Jokowi Sebut Banjir karena Masyarakat Buang Sampah Sembarangan

Kesekian kalinya Presiden Joko Widodo (Jokowi) menegaskan pentingnya evakuasi korban atas bencana banjir yang menimpa wilayah Jakarta dan sekitarnya yang terjadi sejak Rabu (1/1) dini hari hingga saat ini.
Tak hanya itu, Jokowi juga meminta agar semua pihak terkait baik dari pemerintah atau kelompok masyarakat untuk saling membantu mengatasi persoalan itu.
"Tetapi saya ingin kerja sama itu dibangun pusat, provinsi, dan kabupaten/kota agar semuanya bisa tertangani. Tapi yang terpenting saat kejadian saat ini adalah evakuasi korban, keselamatan dan keamanan masyarakat harus didahulukan," kata Jokowi usai membuka perdagangan perdana di Gedung Bursa Efek Indonesia, Jalan Sudirman, Jakarta Pusat, Kamis (2/1).

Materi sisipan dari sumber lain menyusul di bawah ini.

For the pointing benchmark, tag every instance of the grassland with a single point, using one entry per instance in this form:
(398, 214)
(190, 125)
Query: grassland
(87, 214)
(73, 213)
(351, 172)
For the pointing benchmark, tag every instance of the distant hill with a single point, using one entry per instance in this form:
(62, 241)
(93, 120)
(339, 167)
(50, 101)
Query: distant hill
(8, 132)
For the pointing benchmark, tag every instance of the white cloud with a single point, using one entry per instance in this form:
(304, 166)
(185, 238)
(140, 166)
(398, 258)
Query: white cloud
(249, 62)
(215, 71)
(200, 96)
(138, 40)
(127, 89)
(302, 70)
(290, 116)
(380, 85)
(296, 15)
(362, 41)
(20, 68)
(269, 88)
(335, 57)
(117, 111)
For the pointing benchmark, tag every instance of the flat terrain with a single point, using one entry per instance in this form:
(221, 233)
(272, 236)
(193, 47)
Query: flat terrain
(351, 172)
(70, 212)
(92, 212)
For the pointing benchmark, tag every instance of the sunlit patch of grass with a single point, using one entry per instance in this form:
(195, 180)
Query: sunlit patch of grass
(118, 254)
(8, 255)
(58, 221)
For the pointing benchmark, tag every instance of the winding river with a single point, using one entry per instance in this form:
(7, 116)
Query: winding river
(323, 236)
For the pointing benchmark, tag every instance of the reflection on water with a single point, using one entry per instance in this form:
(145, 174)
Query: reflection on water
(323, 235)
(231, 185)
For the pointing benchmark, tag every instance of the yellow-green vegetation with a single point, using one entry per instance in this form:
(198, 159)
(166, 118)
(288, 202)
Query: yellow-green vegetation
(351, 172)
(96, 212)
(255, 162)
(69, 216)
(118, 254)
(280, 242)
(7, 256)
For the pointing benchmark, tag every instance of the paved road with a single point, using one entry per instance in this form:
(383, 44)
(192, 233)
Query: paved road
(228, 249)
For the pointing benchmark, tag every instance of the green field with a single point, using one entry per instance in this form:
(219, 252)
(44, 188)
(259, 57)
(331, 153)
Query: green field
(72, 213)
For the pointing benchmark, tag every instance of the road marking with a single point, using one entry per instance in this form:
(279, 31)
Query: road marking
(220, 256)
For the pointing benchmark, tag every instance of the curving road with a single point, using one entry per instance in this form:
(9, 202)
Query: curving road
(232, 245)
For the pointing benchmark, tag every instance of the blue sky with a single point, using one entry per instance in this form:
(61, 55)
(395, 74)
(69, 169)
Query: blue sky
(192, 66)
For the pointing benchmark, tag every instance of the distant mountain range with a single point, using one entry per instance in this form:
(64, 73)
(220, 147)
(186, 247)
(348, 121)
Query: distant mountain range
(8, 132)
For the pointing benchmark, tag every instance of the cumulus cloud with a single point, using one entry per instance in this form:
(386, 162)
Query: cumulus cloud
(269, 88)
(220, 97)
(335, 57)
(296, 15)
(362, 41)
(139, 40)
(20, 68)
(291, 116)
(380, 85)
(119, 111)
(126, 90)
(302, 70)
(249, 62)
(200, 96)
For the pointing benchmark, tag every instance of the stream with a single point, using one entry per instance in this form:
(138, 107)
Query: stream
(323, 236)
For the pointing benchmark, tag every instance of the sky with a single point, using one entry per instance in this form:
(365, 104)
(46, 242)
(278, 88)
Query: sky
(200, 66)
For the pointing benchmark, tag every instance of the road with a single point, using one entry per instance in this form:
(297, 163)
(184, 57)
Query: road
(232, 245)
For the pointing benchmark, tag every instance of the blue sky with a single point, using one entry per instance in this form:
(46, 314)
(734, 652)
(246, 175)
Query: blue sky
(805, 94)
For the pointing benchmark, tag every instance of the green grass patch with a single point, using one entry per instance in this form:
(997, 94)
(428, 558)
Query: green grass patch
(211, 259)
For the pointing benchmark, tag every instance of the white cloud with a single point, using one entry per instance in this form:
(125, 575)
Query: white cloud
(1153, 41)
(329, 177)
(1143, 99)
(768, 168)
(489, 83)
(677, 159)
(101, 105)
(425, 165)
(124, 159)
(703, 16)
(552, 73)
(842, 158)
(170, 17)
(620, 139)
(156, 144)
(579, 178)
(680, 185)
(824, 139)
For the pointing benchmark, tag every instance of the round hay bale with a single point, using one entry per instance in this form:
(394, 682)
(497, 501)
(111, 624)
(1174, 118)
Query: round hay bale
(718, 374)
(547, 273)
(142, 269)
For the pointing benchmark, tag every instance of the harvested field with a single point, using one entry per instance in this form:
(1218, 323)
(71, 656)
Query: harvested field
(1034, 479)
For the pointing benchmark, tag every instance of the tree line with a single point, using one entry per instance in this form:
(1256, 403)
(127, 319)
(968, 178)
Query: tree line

Untuk mencegah agar banjir tak terjadi lagi, maka Jokowi menjanjikan akan membahasnya bersama mulai dari pemerintah pusat, kota hingga ke wilayah kabupaten.
"Ini harus dikerjakan bersama-sama. Pemerintah pusat, pemprov, pemerintah kabupaten dan kota semuanya bekerja sama dalam menangani ini," ujarnya.
"Karena ada yang disebabkan kerusakan ekosistem, kerusakan ekologi yang ada, tapi juga ada yang memang karena kesalahan kita yang membuang sampah di mana-mana. Banyak hal," tambahnya.
Termasuk pembahasan mengenai pembangunan infrastruktur yang bisa mencegah banjir kembali terjadi.
"Nanti urusan penanganan banjir secara infrastruktur akan kita kerjakan setelah penanganan evakuasi selesai," ujarnya.
Banjir yang mengawali Tahun Baru 2020 menimbulkan banyak kerugian dan korban. BNPB mencatat 16 orang meninggal akibat banjir dan longsor di wilayah Jabodetabek.
Korban meninggal disebabkan hipotermia, terbawa arus, tersengat listrik, hingga tertimbun longsor. BNPB mengungkapkan korban meninggal di Jakarta ada 8 orang, Kota Bekasi 1 orang, Kota Depok 3 orang, Kota Bogor 1 orang, Kota Tangerang 1 orang, dan Kota Tangerang Selatan 1 orang.